Overview

In this post, we will cover how to load, modify, and execute the PoseNet models. We will also be comparing the relative efficiency of the ResNet50 and MobileNet versions of the model using the GPU and CPU backends for the Barracuda library.

Update PoseEstimator Script

Before we can execute the models, we need to add some new variables and add a new layer to the end of the selected model.

Add Public Variables

The ONNX files that we imported into the Assets section in part 1 are automatically converted into Barracuda model assets called NNModels. We need to add a couple public NNModel variables for the MobileNet and ResNet models.

We will also add a public WorkerFactory.Type variable so that we can switch between the available Barracuda backends while the project is running. Give this variable a default value of WorkerFactory.Type.Auto. This will automatically select the best backend for the platform.
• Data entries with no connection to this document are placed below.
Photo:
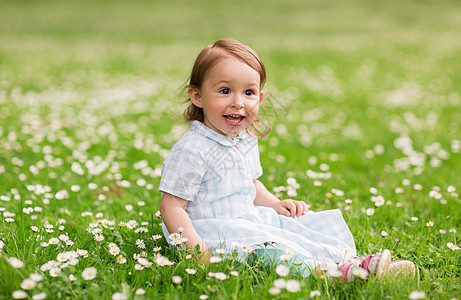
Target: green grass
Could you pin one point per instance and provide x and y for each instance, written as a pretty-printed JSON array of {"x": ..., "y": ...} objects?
[{"x": 95, "y": 82}]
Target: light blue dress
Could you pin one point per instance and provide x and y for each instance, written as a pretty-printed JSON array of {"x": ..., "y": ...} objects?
[{"x": 215, "y": 174}]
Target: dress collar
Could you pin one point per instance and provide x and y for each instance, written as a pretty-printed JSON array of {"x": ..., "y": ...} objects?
[{"x": 201, "y": 128}]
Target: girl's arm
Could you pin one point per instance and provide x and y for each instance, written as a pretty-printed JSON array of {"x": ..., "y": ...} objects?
[
  {"x": 173, "y": 210},
  {"x": 287, "y": 207}
]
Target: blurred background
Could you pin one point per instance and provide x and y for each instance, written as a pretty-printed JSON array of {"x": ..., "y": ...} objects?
[{"x": 345, "y": 76}]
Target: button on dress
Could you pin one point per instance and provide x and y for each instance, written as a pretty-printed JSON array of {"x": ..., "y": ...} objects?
[{"x": 215, "y": 174}]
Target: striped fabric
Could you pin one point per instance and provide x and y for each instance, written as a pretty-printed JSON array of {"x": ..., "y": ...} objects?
[{"x": 215, "y": 174}]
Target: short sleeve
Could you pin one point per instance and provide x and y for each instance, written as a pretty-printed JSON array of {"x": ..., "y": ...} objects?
[
  {"x": 182, "y": 172},
  {"x": 255, "y": 162}
]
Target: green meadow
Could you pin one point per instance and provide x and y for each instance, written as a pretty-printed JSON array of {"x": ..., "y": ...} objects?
[{"x": 364, "y": 102}]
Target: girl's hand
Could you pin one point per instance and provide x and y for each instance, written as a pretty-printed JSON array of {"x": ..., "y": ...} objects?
[{"x": 291, "y": 208}]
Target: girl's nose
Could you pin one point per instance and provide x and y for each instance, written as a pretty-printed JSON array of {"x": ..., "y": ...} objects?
[{"x": 237, "y": 102}]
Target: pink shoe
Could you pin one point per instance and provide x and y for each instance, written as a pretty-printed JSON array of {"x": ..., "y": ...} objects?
[{"x": 376, "y": 265}]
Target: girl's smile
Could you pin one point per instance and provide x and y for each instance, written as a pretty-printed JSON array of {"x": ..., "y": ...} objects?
[{"x": 229, "y": 96}]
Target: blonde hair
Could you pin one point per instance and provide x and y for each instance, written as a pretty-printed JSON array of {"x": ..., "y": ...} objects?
[{"x": 209, "y": 57}]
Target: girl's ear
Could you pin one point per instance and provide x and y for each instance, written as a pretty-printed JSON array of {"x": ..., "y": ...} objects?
[{"x": 194, "y": 95}]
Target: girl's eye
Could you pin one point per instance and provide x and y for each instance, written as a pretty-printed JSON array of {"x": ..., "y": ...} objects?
[
  {"x": 249, "y": 93},
  {"x": 224, "y": 91}
]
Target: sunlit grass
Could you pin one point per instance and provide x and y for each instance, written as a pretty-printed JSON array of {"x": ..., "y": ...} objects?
[{"x": 364, "y": 105}]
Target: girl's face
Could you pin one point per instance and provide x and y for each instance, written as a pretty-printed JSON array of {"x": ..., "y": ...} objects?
[{"x": 229, "y": 96}]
[Tooltip("The MobileNet model asset file to use when performing inference")]
public NNModel mobileNetModelAsset;

[Tooltip("The ResNet50 model asset file to use when performing inference")]
public NNModel resnetModelAsset;

[Tooltip("The backend to use when performing inference")]
public WorkerFactory.Type workerType = WorkerFactory.Type.Auto;

Add Private Variables

To perform inference with the Barracuda library, we first need to generate an object-orientated representation of the model. We then create an IWorker interface to handle model execution.
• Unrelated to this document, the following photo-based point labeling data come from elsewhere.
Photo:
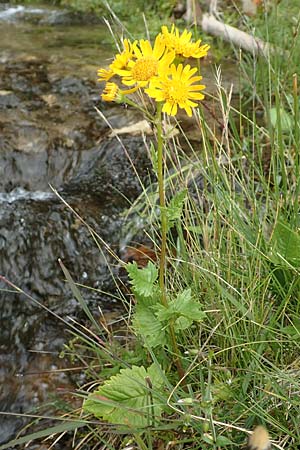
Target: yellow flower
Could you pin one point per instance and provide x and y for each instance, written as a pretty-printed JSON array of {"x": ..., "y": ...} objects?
[
  {"x": 149, "y": 62},
  {"x": 182, "y": 44},
  {"x": 120, "y": 62},
  {"x": 110, "y": 92},
  {"x": 177, "y": 89},
  {"x": 105, "y": 74}
]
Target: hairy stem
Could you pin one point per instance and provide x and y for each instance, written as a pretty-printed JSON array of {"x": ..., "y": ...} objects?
[{"x": 163, "y": 223}]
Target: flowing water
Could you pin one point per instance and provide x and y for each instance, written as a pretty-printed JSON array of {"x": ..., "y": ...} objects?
[{"x": 50, "y": 134}]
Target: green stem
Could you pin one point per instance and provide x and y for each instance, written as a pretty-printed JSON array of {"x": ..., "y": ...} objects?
[
  {"x": 163, "y": 248},
  {"x": 162, "y": 204}
]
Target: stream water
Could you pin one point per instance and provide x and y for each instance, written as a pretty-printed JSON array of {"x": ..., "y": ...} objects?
[{"x": 50, "y": 133}]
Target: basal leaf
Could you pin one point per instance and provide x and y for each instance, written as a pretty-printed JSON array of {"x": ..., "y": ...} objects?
[
  {"x": 285, "y": 119},
  {"x": 183, "y": 310},
  {"x": 143, "y": 280},
  {"x": 125, "y": 398},
  {"x": 147, "y": 325}
]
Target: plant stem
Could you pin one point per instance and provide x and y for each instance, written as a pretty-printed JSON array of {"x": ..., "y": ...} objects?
[
  {"x": 162, "y": 204},
  {"x": 163, "y": 223}
]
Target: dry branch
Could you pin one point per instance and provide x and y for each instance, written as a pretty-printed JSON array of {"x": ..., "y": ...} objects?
[{"x": 237, "y": 37}]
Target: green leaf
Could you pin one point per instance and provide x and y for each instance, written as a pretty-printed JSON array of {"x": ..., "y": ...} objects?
[
  {"x": 125, "y": 398},
  {"x": 285, "y": 245},
  {"x": 223, "y": 441},
  {"x": 143, "y": 280},
  {"x": 174, "y": 208},
  {"x": 293, "y": 331},
  {"x": 147, "y": 325},
  {"x": 285, "y": 119},
  {"x": 183, "y": 310}
]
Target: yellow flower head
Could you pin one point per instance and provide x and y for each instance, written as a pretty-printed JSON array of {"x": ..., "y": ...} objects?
[
  {"x": 147, "y": 63},
  {"x": 182, "y": 44},
  {"x": 177, "y": 89},
  {"x": 110, "y": 92},
  {"x": 105, "y": 74}
]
In order to switch between models or backends while the project is running, we will need to keep track of the current model and backend. Whenever we switch between models or backends, we will need to initialize the IWorker with the new model and backend.
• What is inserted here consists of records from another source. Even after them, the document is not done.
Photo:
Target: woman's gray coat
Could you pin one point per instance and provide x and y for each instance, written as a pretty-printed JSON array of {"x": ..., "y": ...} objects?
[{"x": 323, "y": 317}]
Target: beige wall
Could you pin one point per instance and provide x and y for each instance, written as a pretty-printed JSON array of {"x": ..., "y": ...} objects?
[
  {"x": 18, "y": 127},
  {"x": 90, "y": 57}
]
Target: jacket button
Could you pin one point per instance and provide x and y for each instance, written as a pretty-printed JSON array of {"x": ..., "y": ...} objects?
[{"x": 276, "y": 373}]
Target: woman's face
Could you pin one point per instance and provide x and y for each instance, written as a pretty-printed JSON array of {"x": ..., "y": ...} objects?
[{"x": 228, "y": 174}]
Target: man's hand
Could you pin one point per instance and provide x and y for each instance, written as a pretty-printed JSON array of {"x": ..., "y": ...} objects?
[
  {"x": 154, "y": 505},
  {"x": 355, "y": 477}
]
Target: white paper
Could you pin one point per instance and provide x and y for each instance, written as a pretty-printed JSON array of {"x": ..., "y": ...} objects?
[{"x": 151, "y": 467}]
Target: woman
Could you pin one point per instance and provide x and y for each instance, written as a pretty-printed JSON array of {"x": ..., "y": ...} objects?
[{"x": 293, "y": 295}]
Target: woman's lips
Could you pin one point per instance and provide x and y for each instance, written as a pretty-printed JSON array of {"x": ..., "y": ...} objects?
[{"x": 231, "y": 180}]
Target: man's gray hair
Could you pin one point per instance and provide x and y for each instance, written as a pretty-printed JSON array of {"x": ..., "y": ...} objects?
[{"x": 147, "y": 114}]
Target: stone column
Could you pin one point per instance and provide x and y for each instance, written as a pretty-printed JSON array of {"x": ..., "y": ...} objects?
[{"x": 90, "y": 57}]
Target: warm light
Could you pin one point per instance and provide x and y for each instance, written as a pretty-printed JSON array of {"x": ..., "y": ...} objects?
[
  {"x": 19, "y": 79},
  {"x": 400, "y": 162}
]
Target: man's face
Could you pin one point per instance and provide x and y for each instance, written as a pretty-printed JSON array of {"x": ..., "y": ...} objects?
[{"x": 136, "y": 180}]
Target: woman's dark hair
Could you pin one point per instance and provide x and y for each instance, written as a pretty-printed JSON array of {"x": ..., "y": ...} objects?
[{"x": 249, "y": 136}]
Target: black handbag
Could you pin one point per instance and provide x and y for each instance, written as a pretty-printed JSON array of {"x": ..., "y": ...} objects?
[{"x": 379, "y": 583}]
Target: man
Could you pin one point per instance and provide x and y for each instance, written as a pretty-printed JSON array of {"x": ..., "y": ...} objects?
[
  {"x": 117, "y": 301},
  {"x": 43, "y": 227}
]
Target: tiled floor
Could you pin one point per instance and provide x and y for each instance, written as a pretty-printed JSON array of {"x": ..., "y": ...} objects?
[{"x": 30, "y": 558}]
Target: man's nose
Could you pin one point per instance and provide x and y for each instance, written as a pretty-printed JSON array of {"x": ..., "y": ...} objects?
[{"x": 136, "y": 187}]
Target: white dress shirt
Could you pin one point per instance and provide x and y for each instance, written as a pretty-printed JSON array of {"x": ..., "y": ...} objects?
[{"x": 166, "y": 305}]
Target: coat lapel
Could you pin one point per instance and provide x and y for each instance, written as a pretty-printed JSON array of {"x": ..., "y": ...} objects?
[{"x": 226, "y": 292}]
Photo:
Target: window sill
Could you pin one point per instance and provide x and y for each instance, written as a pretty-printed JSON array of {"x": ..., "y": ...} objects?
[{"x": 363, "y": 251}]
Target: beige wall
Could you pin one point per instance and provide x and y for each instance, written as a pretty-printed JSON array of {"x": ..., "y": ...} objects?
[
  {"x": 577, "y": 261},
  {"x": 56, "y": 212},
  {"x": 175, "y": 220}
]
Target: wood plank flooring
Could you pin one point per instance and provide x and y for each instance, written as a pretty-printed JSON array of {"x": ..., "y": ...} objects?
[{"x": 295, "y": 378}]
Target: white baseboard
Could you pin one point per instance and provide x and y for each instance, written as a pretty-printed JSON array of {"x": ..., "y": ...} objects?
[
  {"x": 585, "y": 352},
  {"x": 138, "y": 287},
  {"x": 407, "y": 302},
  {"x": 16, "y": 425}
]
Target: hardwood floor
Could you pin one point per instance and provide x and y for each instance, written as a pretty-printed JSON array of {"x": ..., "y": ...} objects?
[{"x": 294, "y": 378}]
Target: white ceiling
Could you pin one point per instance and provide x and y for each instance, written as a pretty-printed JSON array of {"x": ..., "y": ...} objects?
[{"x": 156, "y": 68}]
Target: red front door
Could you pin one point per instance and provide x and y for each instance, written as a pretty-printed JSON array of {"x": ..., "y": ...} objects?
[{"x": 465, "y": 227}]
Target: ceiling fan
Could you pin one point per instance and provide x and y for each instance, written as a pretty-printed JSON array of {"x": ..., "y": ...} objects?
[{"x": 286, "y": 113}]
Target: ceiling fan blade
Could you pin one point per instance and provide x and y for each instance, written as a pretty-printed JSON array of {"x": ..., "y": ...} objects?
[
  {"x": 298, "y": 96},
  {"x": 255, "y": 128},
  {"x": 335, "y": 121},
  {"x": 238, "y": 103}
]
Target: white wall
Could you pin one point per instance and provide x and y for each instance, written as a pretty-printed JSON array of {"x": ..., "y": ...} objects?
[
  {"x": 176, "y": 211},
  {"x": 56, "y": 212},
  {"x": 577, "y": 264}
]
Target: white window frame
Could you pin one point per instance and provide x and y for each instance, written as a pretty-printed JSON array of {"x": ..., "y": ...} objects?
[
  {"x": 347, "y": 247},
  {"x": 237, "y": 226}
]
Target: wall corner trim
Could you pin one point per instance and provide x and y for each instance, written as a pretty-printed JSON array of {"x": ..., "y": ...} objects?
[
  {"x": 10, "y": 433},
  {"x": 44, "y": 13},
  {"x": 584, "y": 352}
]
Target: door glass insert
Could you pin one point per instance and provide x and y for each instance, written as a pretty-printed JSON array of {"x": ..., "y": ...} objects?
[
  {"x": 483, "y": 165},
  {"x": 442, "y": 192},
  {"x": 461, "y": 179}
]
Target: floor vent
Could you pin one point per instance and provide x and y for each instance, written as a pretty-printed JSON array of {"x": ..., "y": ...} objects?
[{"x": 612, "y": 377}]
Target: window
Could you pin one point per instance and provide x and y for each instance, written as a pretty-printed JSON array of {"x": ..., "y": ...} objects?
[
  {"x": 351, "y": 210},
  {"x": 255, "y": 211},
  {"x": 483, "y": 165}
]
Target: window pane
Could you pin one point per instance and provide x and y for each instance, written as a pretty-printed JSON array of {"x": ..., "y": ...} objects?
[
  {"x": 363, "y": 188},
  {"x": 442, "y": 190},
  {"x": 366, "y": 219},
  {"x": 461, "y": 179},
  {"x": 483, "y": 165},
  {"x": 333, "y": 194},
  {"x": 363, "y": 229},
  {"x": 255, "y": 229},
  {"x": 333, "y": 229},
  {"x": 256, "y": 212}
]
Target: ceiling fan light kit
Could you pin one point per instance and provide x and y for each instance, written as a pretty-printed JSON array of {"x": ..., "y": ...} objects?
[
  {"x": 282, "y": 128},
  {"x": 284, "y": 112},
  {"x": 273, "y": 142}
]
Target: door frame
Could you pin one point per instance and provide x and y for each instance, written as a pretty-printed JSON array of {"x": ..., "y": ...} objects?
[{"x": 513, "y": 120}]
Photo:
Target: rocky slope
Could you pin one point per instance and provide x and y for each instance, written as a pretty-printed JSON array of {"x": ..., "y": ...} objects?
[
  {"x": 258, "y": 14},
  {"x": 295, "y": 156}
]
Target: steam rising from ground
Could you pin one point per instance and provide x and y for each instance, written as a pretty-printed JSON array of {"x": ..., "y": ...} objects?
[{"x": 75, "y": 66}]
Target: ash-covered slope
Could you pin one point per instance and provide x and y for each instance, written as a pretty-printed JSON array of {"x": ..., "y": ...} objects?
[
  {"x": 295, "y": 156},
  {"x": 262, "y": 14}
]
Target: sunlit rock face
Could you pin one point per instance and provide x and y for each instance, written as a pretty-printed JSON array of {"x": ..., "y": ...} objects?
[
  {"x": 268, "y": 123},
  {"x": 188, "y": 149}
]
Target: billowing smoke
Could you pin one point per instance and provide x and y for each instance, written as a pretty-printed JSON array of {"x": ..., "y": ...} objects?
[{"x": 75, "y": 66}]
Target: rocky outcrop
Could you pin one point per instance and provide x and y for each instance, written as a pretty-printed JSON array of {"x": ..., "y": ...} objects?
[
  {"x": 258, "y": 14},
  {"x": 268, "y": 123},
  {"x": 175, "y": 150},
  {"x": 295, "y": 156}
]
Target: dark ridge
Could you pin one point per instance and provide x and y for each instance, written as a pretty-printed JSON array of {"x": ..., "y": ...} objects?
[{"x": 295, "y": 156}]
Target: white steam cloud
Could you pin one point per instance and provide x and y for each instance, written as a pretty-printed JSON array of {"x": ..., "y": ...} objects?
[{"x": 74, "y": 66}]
We will define a new struct called Engine (for inference engine) to keep track of the current backend, model type, and IWorker.

The PoseNet model has four outputs: heatmaps, offsets, displacementFWDLayer, and displacementBWDLayer.

The heatmaps are basically low resolution versions of the input image where each pixel contains a value indicating how confident the model is that a given key point is in that spot. There is a heatmap for each key point predicted by the model.

The offsets are used to refine the rough locations from the heatmaps. There are two offsets for each key point. They correspond to the X and Y axes. These values are added to the coordinates (i.e. heatmap indices) estimated by the heatmaps to scale the coordinates back up to the input resolution and give a more accurate position.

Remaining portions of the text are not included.